Reprezentujący Lambdę psychologowie, socjologowie oraz wolontariusze potrafiący rozmawiać o problemach swojego środowiska odbyli już pierwsze spotkania z policjantami. Wyjaśniali, jak trudne jest przyznanie się do odmiennej orientacji seksualnej. A często jest to niezbędne podczas zgłaszania przestępstwa.

Wielokrotnie jednak przyjmujący je policjanci nie potrafią właściwie zareagować. Efekt? Z badań przeprowadzonych na zlecenie stowarzyszenia wynika, że 75 proc. osób homoseksualnych nie zgłasza się na policję po napadzie czy kradzieży, której jest ofiarą.

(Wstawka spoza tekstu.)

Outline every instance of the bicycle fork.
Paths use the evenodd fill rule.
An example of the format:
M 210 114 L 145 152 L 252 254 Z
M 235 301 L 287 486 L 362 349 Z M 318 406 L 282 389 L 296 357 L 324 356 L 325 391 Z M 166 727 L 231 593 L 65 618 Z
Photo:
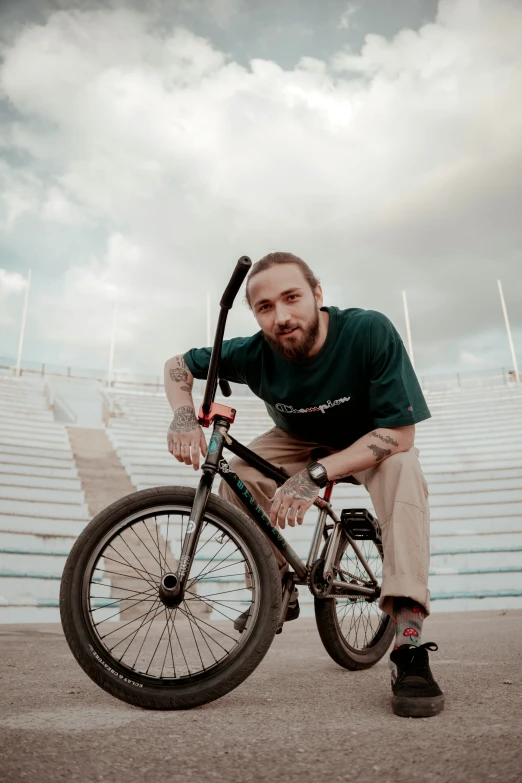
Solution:
M 208 496 L 212 491 L 212 485 L 217 473 L 219 460 L 223 452 L 225 435 L 228 432 L 230 423 L 225 419 L 220 419 L 214 424 L 214 431 L 208 444 L 207 456 L 201 466 L 203 475 L 200 478 L 194 504 L 188 521 L 181 555 L 178 562 L 176 573 L 164 574 L 161 580 L 159 594 L 166 606 L 179 606 L 185 595 L 185 587 L 188 575 L 192 568 L 192 562 L 196 554 L 196 549 L 201 534 L 203 515 L 207 505 Z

Zdaniem przedstawicieli Lambdy wynika to z braku umiejętności wczucia się w sytuację silnie zestresowanego człowieka, który wstydzi się przyznać do swoich preferencji seksualnych. "Osoby homoseksualne boją się, że policja ich nie zrozumie i nie chcą, by ich orientacja wyszła na jaw" - mówi Krystian Legierski, jeden z pomysłodawców organizowania szkoleń dla policji.

Sami policjanci, jakkolwiek rozumieją i doceniają cel akcji, na razie podchodzą do niej z pewnym dystansem. Najbardziej denerwuje ich nazwa: "szkolenia" i fakt, że zajęcia są prowadzone przez osoby związane ze środowiskami homoseksualnymi.